This new year promises to be one of comings and goings. I am learning, slowly, to trust and rely on others. I can't do it alone, nor will I have to. I have family to provide comfort, friends to ally with and common causes to rally others around. At the same time I am learning to let go of things that need to move on, to not have a death grip on things because "that's how it's always been". Friends come and go, and I need to let that happen without too much fuss. Passions and interests grow and change, and I need to adapt better to these things.

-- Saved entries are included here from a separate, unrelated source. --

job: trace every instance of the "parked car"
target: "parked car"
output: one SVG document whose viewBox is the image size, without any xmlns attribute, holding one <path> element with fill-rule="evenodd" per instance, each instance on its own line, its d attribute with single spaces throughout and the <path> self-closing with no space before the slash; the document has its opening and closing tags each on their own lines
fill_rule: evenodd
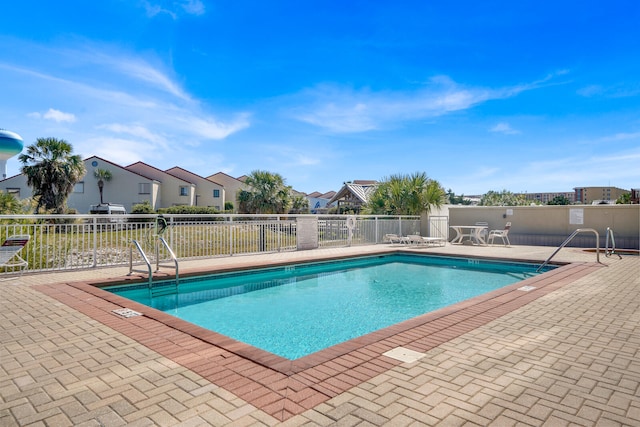
<svg viewBox="0 0 640 427">
<path fill-rule="evenodd" d="M 89 213 L 105 215 L 126 215 L 127 210 L 122 205 L 116 205 L 113 203 L 102 203 L 98 205 L 91 205 Z"/>
</svg>

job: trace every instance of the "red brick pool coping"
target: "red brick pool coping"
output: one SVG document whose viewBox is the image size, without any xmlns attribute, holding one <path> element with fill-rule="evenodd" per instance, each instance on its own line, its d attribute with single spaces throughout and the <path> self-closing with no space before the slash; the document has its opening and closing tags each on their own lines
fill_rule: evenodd
<svg viewBox="0 0 640 427">
<path fill-rule="evenodd" d="M 574 263 L 418 316 L 297 360 L 288 360 L 99 289 L 88 282 L 36 289 L 284 421 L 402 362 L 396 347 L 426 352 L 568 285 L 597 264 Z M 530 291 L 518 290 L 532 286 Z M 128 308 L 143 316 L 123 318 Z"/>
</svg>

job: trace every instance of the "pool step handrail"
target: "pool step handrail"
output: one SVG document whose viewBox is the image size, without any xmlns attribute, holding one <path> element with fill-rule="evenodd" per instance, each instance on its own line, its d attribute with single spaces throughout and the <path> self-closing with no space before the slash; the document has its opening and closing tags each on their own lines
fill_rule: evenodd
<svg viewBox="0 0 640 427">
<path fill-rule="evenodd" d="M 553 258 L 558 252 L 560 252 L 560 249 L 564 248 L 565 246 L 567 246 L 569 244 L 569 242 L 571 240 L 573 240 L 574 237 L 576 237 L 578 234 L 580 233 L 584 233 L 584 232 L 591 232 L 594 233 L 596 235 L 596 262 L 600 262 L 600 234 L 598 234 L 598 231 L 593 229 L 593 228 L 578 228 L 576 231 L 574 231 L 573 233 L 571 233 L 571 235 L 569 237 L 567 237 L 565 239 L 564 242 L 562 242 L 562 244 L 560 246 L 558 246 L 558 249 L 556 249 L 549 258 L 546 259 L 545 262 L 542 263 L 542 265 L 540 265 L 540 267 L 538 267 L 538 269 L 536 270 L 536 273 L 538 273 L 540 270 L 542 270 L 547 264 L 549 264 L 549 261 L 551 261 L 551 258 Z"/>
<path fill-rule="evenodd" d="M 138 252 L 140 252 L 142 259 L 144 260 L 145 264 L 147 264 L 147 271 L 133 269 L 133 248 L 134 247 L 138 249 Z M 137 240 L 132 240 L 131 246 L 129 247 L 129 274 L 127 274 L 127 276 L 131 276 L 134 271 L 139 273 L 147 273 L 149 275 L 149 288 L 151 288 L 151 284 L 153 282 L 152 270 L 153 268 L 151 267 L 151 262 L 149 262 L 149 258 L 147 257 L 147 254 L 145 254 L 144 251 L 142 250 L 142 246 L 140 246 L 140 243 Z"/>
<path fill-rule="evenodd" d="M 611 250 L 609 250 L 609 236 L 611 236 Z M 604 243 L 604 255 L 608 258 L 614 254 L 618 255 L 619 259 L 622 259 L 622 255 L 616 253 L 616 239 L 613 237 L 613 230 L 611 227 L 607 227 L 607 235 Z"/>
<path fill-rule="evenodd" d="M 160 264 L 160 243 L 165 247 L 165 249 L 167 250 L 167 252 L 169 253 L 169 256 L 171 258 L 171 260 L 173 261 L 172 265 L 161 265 Z M 144 263 L 147 265 L 147 270 L 134 270 L 133 268 L 133 248 L 136 248 L 138 250 L 138 252 L 140 253 L 140 255 L 142 256 L 142 259 L 144 260 Z M 163 237 L 158 237 L 157 241 L 156 241 L 156 272 L 160 271 L 160 267 L 164 266 L 164 267 L 173 267 L 176 270 L 176 278 L 175 278 L 175 282 L 174 285 L 171 287 L 172 291 L 169 293 L 175 293 L 178 291 L 178 282 L 180 280 L 180 276 L 179 276 L 179 268 L 178 268 L 178 259 L 176 258 L 175 253 L 173 252 L 173 250 L 171 250 L 171 247 L 169 247 L 169 244 L 167 243 L 166 240 L 164 240 Z M 151 261 L 149 261 L 149 257 L 147 256 L 147 254 L 144 252 L 144 250 L 142 249 L 142 246 L 140 245 L 140 243 L 137 240 L 132 240 L 131 241 L 131 246 L 129 247 L 129 274 L 127 274 L 127 276 L 131 276 L 133 274 L 133 272 L 139 272 L 139 273 L 147 273 L 148 274 L 148 279 L 149 279 L 149 283 L 148 283 L 148 287 L 149 290 L 152 293 L 152 296 L 155 295 L 154 289 L 153 289 L 153 267 L 151 266 Z M 166 294 L 166 289 L 164 291 L 159 291 L 162 294 Z"/>
<path fill-rule="evenodd" d="M 171 261 L 173 261 L 171 265 L 164 264 L 163 267 L 170 267 L 176 270 L 176 286 L 177 286 L 180 280 L 178 258 L 176 258 L 176 255 L 173 253 L 173 250 L 171 250 L 171 248 L 169 247 L 169 244 L 167 243 L 167 241 L 164 240 L 164 237 L 158 237 L 158 240 L 156 241 L 156 271 L 160 271 L 160 243 L 162 243 L 162 246 L 164 246 L 164 248 L 167 250 L 167 253 L 169 254 L 169 257 L 171 258 Z"/>
</svg>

My new job has also taught me I have a strange fascination and enjoyment for administrative tasks. I find myself wanting to do them, and look forward to exploring the administrative side of the SCA. After talking with my Laurel, I was able to find a really great mentor on all things service-related in Steve aka Baron Terrill(sp?). It'll be nice to have a guy I can bounce ideas off and get advice/insight without any concer of strings or misunderstandings. My passion for cooking as always burns strong, and combined with homework from my Laurel the Saturday night feast have me much to inspire and push me higher.
It's silly at what inspires us, but having a larger tent has inspired me to have a more period presence. I have more room, thus can think of more things to do to look better. I wanna make my footprint on site look more period, dress more period, just be more damned period in my presence at events! I have idea for rugs, wooden covers on bags/crates, lamp lighting...ah money. This raise was nice, and now it's nice to see it go away again!
I think my favorite part of the night was a spent late on Saturday. Andi, Jason and I just lounged outside the feast hall with drinks in hand and on her carpet. The conversation just traveled, but those few hours of simple social time really made the event for me. I wish I could have gone another day, but alas work.
I have a wonderful new year to look forward to!